Linea dura Trump sul muro, ma cresce la fronda dei repubblicani

Il presidente Donald J. Trump si rivolge alla nazione dallo studio della Sala Ovale.
Il presidente Donald J. Trump si rivolge alla nazione dallo studio della Sala Ovale. EPA/CARLOS BARRIA / POOL

WASHINGTON. – Donald Trump non molla sul muro col Messico. Parlando agli americani in diretta tv e a reti unificate non cede di un millimetro sulla proposta simbolo della sua ascesa alla Casa Bianca. Ma il giorno dopo il discorso rivolto alla nazione il tycoon si scopre più vulnerabile, costretto a fronteggiare non solo i democratici che lo accusano di tenere in ostaggio il Paese con lo shutdown, ma anche un crescente numero di repubblicani avviliti da una situazione che da venti giorni sta bloccando il governo federale in nome di una promessa elettorale. Con un milione di dipendenti a casa e senza paga e una lunga lista di servizi pubblici essenziali paralizzati.

Gli ultimi a lanciare l’allarme sono gli esperti dell’agenzia internazionale di rating Fitch: se lo shutdown dovesse proseguire e avere un impatto sul tetto del debito gli Stati Uniti rischiano la ‘tripla A’, con tutte le conseguenze del caso sui mercati. Più monta l’escalation voluta dal presidente americano, dunque, più monta la pressione sulla Casa Bianca. Tanto che il tycoon prima di ricevere nuovamente i leader del Congresso nell’ennesimo tentativo di sbloccare l’impasse sale a Capitol Hill per confrontarsi proprio con i rappresentanti del partito repubblicano per cercare di frenare la fronda interna.

Al suo fianco il vicepresidente Mike Pence, che in queste ore è il grande mediatore al lavoro per evitare il peggio. Non lo aiuta l’atteggiamento di Trump che – alla vigilia della sua visita al confine con il Messico – resta irremovibile sulle sue posizioni: finchè non si stanziano 5,7 miliardi di dollari per finanziare il muro col Messico lo shutdown andrà avanti, ha detto, spiegando ai suoi come “sarebbe stolto e insensato” cedere adesso ai democratici.
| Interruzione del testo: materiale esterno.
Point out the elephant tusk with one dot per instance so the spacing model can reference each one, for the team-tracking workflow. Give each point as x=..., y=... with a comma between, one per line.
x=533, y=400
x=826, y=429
E tenendo viva l’ipotesi di usare i suoi poteri esecutivi per dichiarare lo stato di emergenza nazionale per reperire i fondi aggirando il Congresso.

Rivolgendosi alla nazione il tycoon ha giocato più che mai la carta dell’emergenza e della paura, parlando di “crisi umanitaria e di sicurezza” al confine sud e insistendo sulla necessità del muro per fermare una volta per tutte traffico di droga e di esseri umani, violenze di ogni tipo, criminalità, gang e terrorismo. “Quanto sangue americano deve ancora scorrere perchè il Congresso agisca?”, ha affermato guardando fisso nelle telecamere dalla sua scrivania dello Studio Ovale.

Per la speaker della Camera Nancy Pelosi e il leader della minoranza dem in Senato Chuck Schumer – che hanno replicato sempre in diretta tv – si tratta solo di “cinica propaganda”. “Il presidente non può tenere in ostaggio un intero Paese per il muro”, hanno denunciato, chiedendo di separare la questione della sicurezza da quella dello shutdown: “Tutti vogliamo la sicurezza ma nel rispetto dei valori dell’America, il cui simbolo è la statua della libertà, non una barriera alta 30 metri”.

A spiegare i toni della battaglia su muro e shutdown due fattori su tutto: l’inizio della campagna elettorale per le presidenziali del 2020 e le indagini del Russiagate che potrebbero arrivare a una prima conclusione nelle prossime settimane e che il presidente americano vuole allontanare in tutti i modi.